Among the earliest recordings are those at Ottobeuren, a creative choice for works of French inspiration; BWV 562 is heard with Cornet du Récit in the right hand vs Cromorne in the left, for example. One wonders whether the Schott organ at Muri might still make it into a complete Bach cycle: the result of a 1970 Metzler restoration, undoubtedly impressive for the time, although the winding system has been reconstructed since this recording was made. Especially interesting is the inclusion of some lesser-known, smaller historic organs in the Bach region, such as the 1779 Rommel organ at Zella-Mehlis, with its charming overblowing flute – although here Foccroulle’s playing is occasionally too active, such as in the opening of the A minor Fantasia & Fugue in which the winding, tempo and the unabsorbed 16ft harmonic in the mixture combine to curious effect. Arp Schnitger is represented both in Norden and Hamburg (St Jacobi) – organs perhaps slightly less likely to feature in a Bach cycle now – and the one modern instrument is Thomas’s elegant 1996 Silbermann copy in Leffe.

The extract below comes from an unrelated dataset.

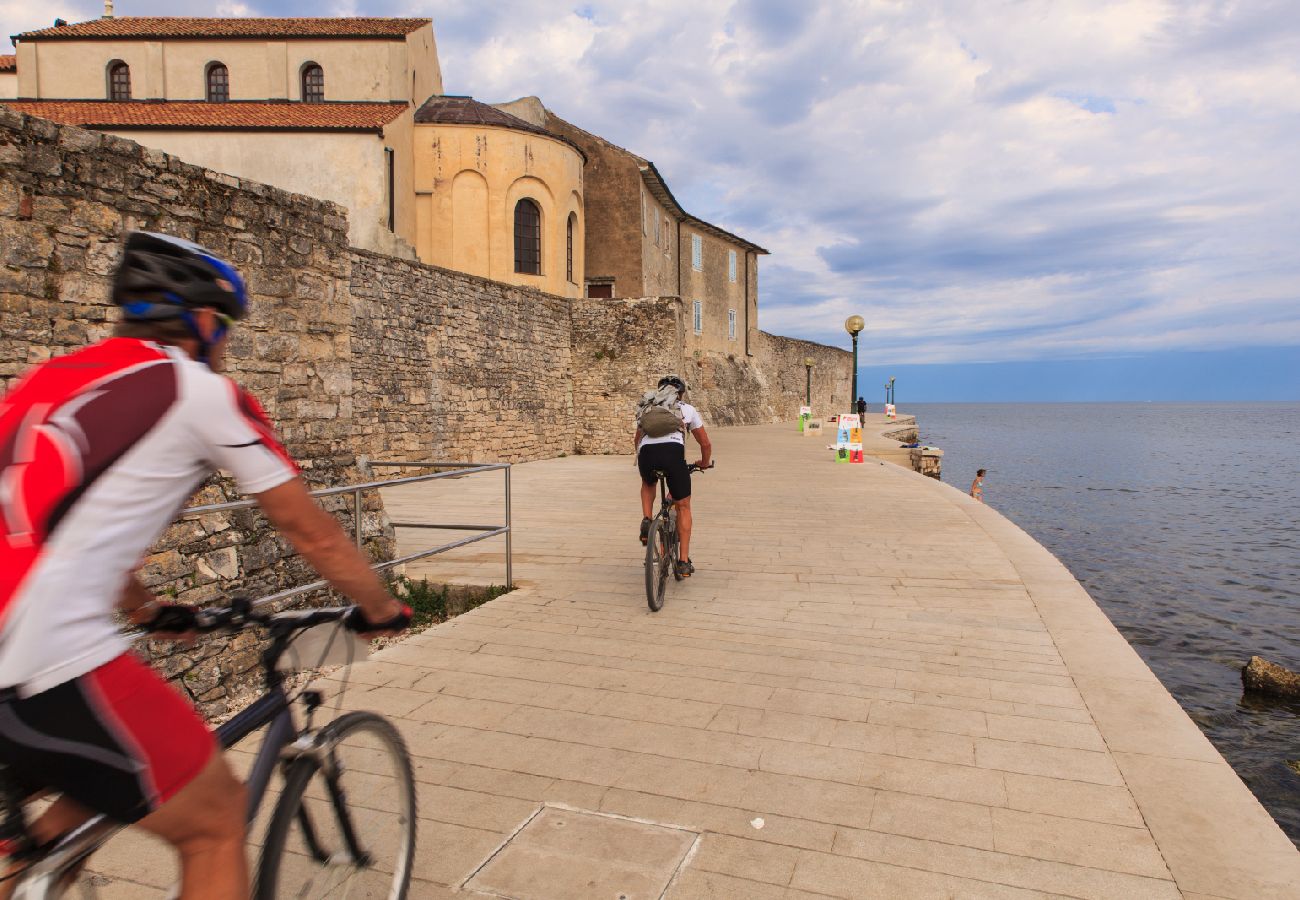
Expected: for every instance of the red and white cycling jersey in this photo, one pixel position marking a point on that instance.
(99, 450)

Generally speaking, Foccroulle’s registrations are uncomplicated; changes of either manual or registration don’t occur in fugues, for example, even if these aren’t always played on a plenum. The Passacaglia is played on subtly varied plena. In general, where plena are used, Foccroulle has a strong predilection for the inclusion of the tierce, understandably, even in places where simpler registrations might now be more likely, such as in the outer movements of the concerto transcriptions. The relatively straightforward registrations used in the trio sonatas in Ponitz, combined with the chamber music acoustics of the village church, are especially attractive. The remaining trio sonatas are recorded in Neresheim and the close microphone positions combined with the large acoustics reveal, here as elsewhere, the odd uncomfortable edit.
The booklet includes Foccroulle’s extensive programme notes (elucidating among other things his choice to present the Leipzig chorales in an order different from that in the manuscript) and his thoughts on the organs although, unfortunately, no specifications or registrations are given.
Even if some of the recordings heard here are now undoubtedly ‘historic’, this is a Complete Bach well worth having for its unaffected playing on outstanding instruments. It is, moreover, an outstanding testament to one of the more remarkable European organists of the last 40 years.